Kami berberes. Syeni memungut BH dan blouse-nya yang tergeletak di lantai, terus mengenakan blousenya, bukan BH-nya dulu. Ternyata BH-nya dimasukkan ke tas tangan.

“Kok BH-nya engga dipakai ?”

“Entar aja deh di rumah”

“Entar curiga lho, suamimu”

“Ah, dia pulangnya malem kok, tadi nelepon dari kantor”

Dia mengancing blousenya satu-persatu, baru memungut roknya. Sexy banget wanita muda yang baru saja aku setubuhi ini. Blose ketatnya membentuk sepasang bulatan dada yang tanpa BH. Bauh dada itu berguncang ketika dia mengenakan rok mini-nya. Aku terrangsang lagi … Cara Syeni mengenakan rok sambil sedikit bergoyang sexy sekali. Apalagi aku tahu di balik blouse itu tak ada penghalang lagi.

“Kok ngliatin aja, pakai dong bajunya”

“Habis . kamu sexy banget sih …”

“Ah .. masa .. Kok bajunya belum dipakai ?”

“Entar ajalah . mau mandi dulu .”

Selesai berpakaian, Syeni memelukku yang masih bugil erat2 sampai bungkahan daging dadanya terasa terjepit di dadaku.

“Syeni pulang dulu ya Yang . kapan-kapan Syeni mau lagi ya .”

“Iya .. deh . siapa yang bisa menolak..” Tapi, kenapa nih .. Penisku kok bangun lagi.

“Eh .. Bangun lagi ya ..” Syeni ternyata menyadarinya.

Aku tak menjawab, hanya balas memeluknya.

“Mas mau lagi .?”

“Ah . kamu kan ditunggu suami kamu”

“Masih ada waktu kok …” katanya mulai menciumi wajahku.

“Udah malam Syen, lain waktu aja”

Syani tak menjawab, malah meremasi penisku yang udah tegang. Lalu dituntunnya aku menuju meja kerjaku. Disingkirkannya benda2 yang ada di meja, lalu aku didudukkan di meja, mendorongku hingga punggungku rebah di meja. Lalu Syeni naik ke atas meja, melangkahi tubuhku, menyingkap rok mininya, memegang penisku dan diarahkan ke liang vaginanya, terus Syeni menekan ke bawah duduk di tubuhku. ..

Penisku langsung menerobos vaginanya ..

Syeni bergoyang bagai naik kuda .

Sekali lagi kami bersetubuh .

Kali ini Syeni mampu menccapai klimaks, beberapa detik sebelum aku menyemprotkan vaginanya dengan air maniku …

Lalu dia rebah menindih tubuhku .. Lemas lunglai.

“Kapan-kapan ke rumahku ya … kita main di sana ..” Katanya sebelum pergi.

“Ngaco . suamimu .?”

“Kalo dia sedang engga ada dong ..”

Baiklah, kutunggu undanganmu.

Sejak “peristiwa Syeni” itu, aku jadi makin menikmati pekerjaanku. Menjelajahi dada wanita dengan stetoskop membuatku jadi “syur”, padahal sebelum itu, merupakan pekerjaan yang membosankan. Apalagi ibu-ibu muda yang menjadi pasienku makin banyak saja dan banyak di antaranya yang sexy . 

Selasa, 04 Februari 2014

Ms. Lastri , cousin brother I am a man aged 29 years old and married with one child . Currently I live in a suburb of Jakarta and adjacent to the older cousin sister .

Ms.
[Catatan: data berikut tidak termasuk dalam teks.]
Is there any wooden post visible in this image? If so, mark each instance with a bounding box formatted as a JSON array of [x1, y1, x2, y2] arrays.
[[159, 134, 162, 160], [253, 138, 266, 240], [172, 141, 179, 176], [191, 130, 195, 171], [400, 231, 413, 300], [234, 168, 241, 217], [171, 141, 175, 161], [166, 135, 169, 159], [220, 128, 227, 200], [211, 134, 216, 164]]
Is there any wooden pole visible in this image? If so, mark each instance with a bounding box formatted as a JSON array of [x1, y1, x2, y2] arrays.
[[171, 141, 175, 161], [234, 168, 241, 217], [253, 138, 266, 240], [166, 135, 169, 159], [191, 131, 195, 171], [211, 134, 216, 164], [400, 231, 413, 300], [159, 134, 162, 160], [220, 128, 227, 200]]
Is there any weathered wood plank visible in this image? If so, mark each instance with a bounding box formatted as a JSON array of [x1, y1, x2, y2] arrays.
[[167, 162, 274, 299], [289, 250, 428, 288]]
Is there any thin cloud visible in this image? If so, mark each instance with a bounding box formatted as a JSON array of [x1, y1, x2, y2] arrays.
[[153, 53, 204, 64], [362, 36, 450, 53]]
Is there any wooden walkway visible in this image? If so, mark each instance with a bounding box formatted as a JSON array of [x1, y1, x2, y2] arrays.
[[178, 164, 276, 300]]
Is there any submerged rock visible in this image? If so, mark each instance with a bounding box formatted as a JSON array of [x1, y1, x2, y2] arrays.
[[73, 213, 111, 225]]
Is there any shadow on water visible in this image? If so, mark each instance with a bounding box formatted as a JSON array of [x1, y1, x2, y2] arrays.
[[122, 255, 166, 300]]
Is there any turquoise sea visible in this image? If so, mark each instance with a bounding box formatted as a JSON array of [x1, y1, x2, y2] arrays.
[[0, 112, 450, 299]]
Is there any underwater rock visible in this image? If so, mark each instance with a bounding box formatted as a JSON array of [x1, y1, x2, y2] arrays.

Lastri , cousin brother
I am a man aged 29 years old and married with one child . Currently I live in a suburb of Jakarta and adjacent to the older cousin sister .



Older cousin sister 's name Lastri , I used to call her Ma'am Lastri . Usainya about 35 years old and already has 3 children . Ma'am Lastri have slightly larger bodies but unsightly , black skin sweet with her hair cut short . Ma'am Lastri very open person , we often talk about things sex .

Actually I 've always been very obsessed to enjoy ya body Lastri though he still counted close relatives , but somehow it never could I desire weir even greater the more days only. But all it is only a fantasy only because to be candid , at that moment I felt very unlikely .

Actually Ma'am Lastri family at that time was having problems because her husband had married again and had to hav
e a child , her husband was very rarely at home , I know it from Miss Lastri own when he stopped by the place I work for a chat .

I really like the way Miss Lastri dress , she always wears clothes ngepas in the contours of the body to her little illustrated , the shape of her breasts protruding buttocks and made me even more crazy .

Once upon a time Miss Lastri come to my place , I 'm alone because one of my boys were collecting while the two went into the project . When I was idly playing computer .

" Alone wrote Cen , the other on where? " He asked as he stepped inside and sat down not far from my place .
" Yeah ya ya , others again on exit . From what home where Ma'am ? " I replied as he saw it .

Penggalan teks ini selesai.